The children then were forced to set off on a gruelling 5000 km journey from Kashgar to Shanghai to apply for Italian visas in June 2020.
When they finally made it to the consulate, they were refused entry and told to head to the Italian embassy in Beijing, but lockdown rules meant they were unable to travel there.
Days later, the children were taken by police from a Shanghai hotel and sent to an orphanage and boarding school in Kashgar.
“Now my children are in the hands of the Chinese government and I am not sure I will be able to meet them again in my lifetime,” Ms Kader said.
“The thing that hurts most is that, to my children, it’s as if their parents don’t exist anymore; as if we passed away and they are orphaned.”
Parents Omer and Meryam Faruh have also not heard from their children in years.
Forced to flee to Turkey after police demanded their passports, they were unable to bring their two children aged five and six because they didn’t have their own travel documents as yet.
“We haven’t heard the voices of our daughters for the last 1,594 days.
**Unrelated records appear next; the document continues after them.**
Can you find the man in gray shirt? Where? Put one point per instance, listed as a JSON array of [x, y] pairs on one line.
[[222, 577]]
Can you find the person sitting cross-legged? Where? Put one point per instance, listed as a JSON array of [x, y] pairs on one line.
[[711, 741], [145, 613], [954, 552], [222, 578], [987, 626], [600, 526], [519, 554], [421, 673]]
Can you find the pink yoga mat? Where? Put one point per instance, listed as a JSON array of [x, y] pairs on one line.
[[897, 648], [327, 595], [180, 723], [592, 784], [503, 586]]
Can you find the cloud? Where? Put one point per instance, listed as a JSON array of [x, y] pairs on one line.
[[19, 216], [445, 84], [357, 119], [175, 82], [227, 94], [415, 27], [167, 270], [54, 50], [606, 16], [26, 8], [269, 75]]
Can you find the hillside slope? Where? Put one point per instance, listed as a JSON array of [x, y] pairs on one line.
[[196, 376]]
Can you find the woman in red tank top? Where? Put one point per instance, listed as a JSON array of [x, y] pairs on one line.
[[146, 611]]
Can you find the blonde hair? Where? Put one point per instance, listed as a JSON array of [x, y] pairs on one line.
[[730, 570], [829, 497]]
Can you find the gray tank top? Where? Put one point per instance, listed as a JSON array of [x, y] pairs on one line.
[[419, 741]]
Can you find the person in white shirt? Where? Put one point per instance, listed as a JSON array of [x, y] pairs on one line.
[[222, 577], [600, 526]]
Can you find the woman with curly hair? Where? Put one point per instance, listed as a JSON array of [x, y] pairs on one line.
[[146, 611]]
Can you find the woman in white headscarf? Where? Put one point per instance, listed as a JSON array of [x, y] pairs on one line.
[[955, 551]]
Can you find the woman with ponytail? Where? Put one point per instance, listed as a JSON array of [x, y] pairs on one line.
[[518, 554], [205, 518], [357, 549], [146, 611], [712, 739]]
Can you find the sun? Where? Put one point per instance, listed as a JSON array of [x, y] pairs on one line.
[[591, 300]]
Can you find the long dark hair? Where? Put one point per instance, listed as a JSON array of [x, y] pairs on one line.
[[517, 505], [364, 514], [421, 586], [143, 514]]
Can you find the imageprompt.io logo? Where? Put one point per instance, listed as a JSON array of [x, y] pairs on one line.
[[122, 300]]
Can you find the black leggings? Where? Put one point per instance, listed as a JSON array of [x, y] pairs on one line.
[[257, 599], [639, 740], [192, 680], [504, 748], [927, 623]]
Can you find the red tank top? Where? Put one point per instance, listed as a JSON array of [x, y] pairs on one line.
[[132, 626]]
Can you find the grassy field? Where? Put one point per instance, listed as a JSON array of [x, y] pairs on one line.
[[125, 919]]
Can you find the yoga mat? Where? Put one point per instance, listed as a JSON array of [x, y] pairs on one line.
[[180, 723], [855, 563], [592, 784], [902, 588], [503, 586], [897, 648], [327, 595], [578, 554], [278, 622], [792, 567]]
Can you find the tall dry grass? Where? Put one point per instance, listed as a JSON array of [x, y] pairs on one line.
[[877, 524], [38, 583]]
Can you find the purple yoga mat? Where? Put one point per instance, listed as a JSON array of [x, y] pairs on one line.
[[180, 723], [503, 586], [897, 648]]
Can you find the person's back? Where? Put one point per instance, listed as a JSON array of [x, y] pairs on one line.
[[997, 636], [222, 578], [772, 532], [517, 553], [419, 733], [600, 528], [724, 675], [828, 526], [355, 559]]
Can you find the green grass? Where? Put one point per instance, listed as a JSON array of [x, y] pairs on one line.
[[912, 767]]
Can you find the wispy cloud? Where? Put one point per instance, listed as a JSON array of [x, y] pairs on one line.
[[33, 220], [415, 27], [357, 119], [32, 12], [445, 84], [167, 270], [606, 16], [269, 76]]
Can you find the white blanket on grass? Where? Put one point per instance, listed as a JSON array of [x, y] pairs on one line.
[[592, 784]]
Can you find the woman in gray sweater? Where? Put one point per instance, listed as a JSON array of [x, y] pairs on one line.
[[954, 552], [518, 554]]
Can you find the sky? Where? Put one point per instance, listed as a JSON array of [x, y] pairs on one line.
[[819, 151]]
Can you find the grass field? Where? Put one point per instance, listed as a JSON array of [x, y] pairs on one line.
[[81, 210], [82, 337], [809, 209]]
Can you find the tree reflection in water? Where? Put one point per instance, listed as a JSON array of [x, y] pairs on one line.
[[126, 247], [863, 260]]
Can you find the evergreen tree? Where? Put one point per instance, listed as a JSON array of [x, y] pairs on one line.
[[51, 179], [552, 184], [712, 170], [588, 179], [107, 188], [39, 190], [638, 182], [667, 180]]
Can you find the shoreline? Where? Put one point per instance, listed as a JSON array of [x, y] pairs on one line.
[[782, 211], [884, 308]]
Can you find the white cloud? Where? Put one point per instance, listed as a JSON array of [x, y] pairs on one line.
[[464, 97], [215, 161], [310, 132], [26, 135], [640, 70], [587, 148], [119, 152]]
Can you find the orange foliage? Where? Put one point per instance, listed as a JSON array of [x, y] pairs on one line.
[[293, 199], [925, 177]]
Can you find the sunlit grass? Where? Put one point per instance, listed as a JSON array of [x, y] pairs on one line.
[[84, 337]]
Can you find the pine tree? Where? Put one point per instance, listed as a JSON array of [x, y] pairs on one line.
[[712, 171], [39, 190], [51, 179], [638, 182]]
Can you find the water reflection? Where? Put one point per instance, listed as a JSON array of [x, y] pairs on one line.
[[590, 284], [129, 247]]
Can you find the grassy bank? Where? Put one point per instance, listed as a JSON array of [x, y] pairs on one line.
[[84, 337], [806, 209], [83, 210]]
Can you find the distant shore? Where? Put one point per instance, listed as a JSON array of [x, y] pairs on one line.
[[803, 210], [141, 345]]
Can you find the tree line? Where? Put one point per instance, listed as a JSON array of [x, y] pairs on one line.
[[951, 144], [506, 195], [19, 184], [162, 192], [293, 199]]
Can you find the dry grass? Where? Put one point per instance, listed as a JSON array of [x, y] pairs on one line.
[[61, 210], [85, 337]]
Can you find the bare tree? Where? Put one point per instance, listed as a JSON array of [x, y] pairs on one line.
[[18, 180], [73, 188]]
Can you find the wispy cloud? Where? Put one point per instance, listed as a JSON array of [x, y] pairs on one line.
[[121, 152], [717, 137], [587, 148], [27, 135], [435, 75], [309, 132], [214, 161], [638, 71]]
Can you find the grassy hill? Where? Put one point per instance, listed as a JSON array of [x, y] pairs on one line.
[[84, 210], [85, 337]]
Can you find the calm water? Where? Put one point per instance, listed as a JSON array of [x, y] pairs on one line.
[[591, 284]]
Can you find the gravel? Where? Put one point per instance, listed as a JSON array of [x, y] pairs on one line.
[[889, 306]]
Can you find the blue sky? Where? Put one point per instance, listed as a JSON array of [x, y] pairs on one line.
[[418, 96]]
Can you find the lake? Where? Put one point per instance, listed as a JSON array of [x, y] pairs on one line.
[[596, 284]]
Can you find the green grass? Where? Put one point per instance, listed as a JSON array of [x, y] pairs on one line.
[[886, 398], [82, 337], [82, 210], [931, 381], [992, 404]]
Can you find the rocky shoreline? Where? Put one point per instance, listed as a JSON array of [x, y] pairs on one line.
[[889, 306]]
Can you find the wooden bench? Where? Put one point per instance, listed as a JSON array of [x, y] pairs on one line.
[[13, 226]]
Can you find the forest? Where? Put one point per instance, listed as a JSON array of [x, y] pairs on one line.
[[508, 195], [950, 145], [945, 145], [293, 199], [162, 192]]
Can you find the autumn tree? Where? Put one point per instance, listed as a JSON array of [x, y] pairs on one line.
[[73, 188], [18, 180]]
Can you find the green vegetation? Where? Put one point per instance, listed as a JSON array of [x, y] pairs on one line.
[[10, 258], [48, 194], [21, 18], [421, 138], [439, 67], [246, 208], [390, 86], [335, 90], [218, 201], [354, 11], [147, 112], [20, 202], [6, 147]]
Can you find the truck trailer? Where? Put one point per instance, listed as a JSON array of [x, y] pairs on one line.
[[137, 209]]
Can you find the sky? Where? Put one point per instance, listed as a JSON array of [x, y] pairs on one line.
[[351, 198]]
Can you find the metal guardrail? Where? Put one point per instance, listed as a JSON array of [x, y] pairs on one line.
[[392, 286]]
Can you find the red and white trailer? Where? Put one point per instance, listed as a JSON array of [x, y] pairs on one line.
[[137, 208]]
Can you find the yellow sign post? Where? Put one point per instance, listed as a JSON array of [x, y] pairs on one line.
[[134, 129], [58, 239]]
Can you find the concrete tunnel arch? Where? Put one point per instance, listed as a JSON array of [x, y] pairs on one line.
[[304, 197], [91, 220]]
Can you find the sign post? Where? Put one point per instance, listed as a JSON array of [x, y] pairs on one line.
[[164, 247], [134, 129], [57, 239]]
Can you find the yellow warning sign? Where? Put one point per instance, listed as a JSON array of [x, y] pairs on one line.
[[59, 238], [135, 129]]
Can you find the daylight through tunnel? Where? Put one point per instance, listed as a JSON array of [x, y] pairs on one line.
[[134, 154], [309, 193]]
My wife and I cry only at night, trying to hide our sorrow from our other kids here with us,” Mr Faruh told Amnesty.
Another father, Mamutjan, now living in South Australia, also spoke to Amnesty - detailing his sorrow about only finding out about his wife and two young childrens’ welfare through coded messages and clues from friends.
“We did not deserve any of this immense suffering. It’s like you lose four or five years of your life just for being Uyghur or being different from the majority of Chinese,” said Mamutjan, .
Amnesty has urged China to allow children to leave the country and be reunited with their parents and close all political “re-education camps” and release detainees immediately.
“The tragedy of family separation in Xinjiang exposes the inhumanity of China’s efforts to control and indoctrinate Uyghurs and other Muslim ethnic groups in the name of ‘countering terrorism’,” Alkan Akad, Amnesty International’s China Researcher said.